Macron’s Attack on Workers
The first weeks of Emmanuel Macron’s labor reforms have brought a wave of layoffs across France.

French President Emmanuel Macron speaks at a press conference on June 29, 2017 in Berlin. (Michele Tantussi / Getty Images)
It’s been a rough start to the new year for the French job market. On January 9, Groupe PSA, Europe’s second largest automaker, announced plans to cut 2,200 jobs across the country. Shortly thereafter, Carrefour announced it would be slashing 2,400 posts while clothing retailer Pimkie aims to eliminate 200. The announcements are a reminder that President Emmanuel Macron just completed the most sweeping labor law reforms in a generation.

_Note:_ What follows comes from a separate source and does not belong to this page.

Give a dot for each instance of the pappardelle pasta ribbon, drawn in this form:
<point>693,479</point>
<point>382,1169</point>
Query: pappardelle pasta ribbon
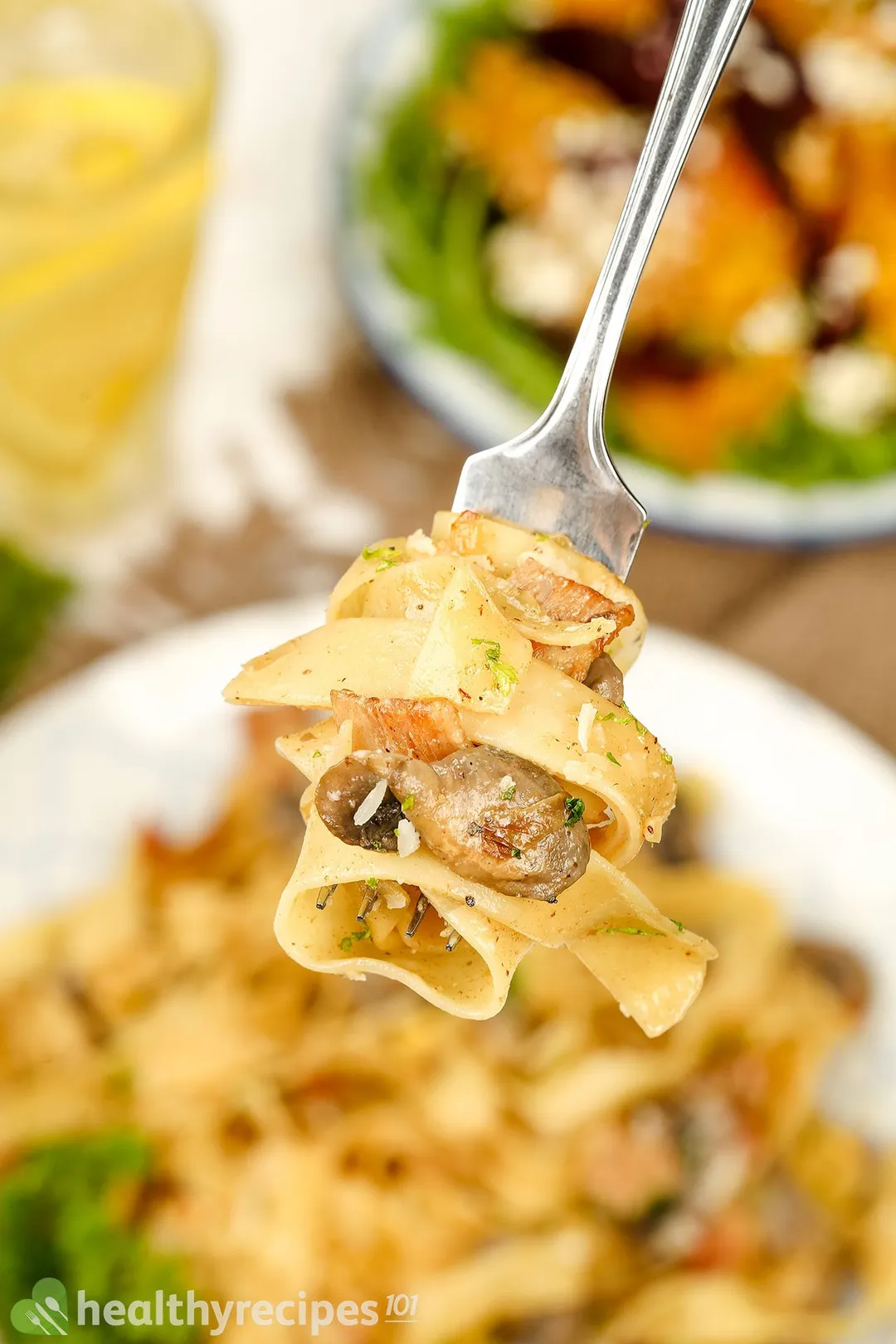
<point>480,782</point>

After the union-backed protest movement fizzled out last fall, employers have begun to take advantage of the new rules: PSA secured more than half its job cuts through a measure that loosens legal restrictions on layoffs, and Pimkie aims to follow suit. On a smaller scale, newspaper Le Figaro aims to cut more than forty posts under the new buyout procedure. The cuts are especially striking at Paris-based Groupe PSA, which makes Peugeot and Citroën cars and just purchased Opel from General Motors last year for €2.2 billion. 2017 saw record sales for the company for the fourth straight year as well as historically high profit margins. As a disgruntled PSA metalworker in suburban Paris told Le Monde, “the better things are, the more they cut staff.”
Labor in Retreat
Labor reform has been a key achievement of Macron’s first year, succeeding where a string of predecessors failed. The new president had the advantage of a super majority in the National Assembly but nevertheless chose to pursue the reforms by executive order, thereby curtailing parliamentary debate and the possibility of unwelcome amendments. These circumstances all but required any successful opposition to come from the streets. Only massive disruption would have forced the government to relent.